Construction Methodology: Factors are constructed through double-sorted portfolios with careful attention to timing. Portfolios are formed in July using accounting data from the prior fiscal year to ensure information was publicly available.
Independent vs. Dependent Sorts: The three-factor model uses independent sorts on size and book-to-market, creating a 2×3 grid. The five-factor model uses dependent sorts where characteristics are sorted within size groups.
Value-Weighted Returns: Portfolio returns are computed using value-weighting with lagged market capitalization to avoid look-ahead bias.
Daily Factors: Daily factors use the same annual portfolio assignments but compute returns at daily frequency, enabling higher-frequency applications like daily beta estimation.
Market Factor: The market factor is computed independently as the value-weighted return of all stocks minus the risk-free rate.

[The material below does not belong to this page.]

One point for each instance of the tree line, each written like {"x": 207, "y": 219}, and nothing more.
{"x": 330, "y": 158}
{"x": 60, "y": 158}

Validation: Factor quality can be assessed through characteristic monotonicity, portfolio diversification, cumulative returns, and consistency between daily and monthly frequencies.
Vietnamese Market Adaptation: While following the original Fama-French methodology, we adapt for Vietnamese market characteristics including VAS accounting standards, reporting timelines, and currency units.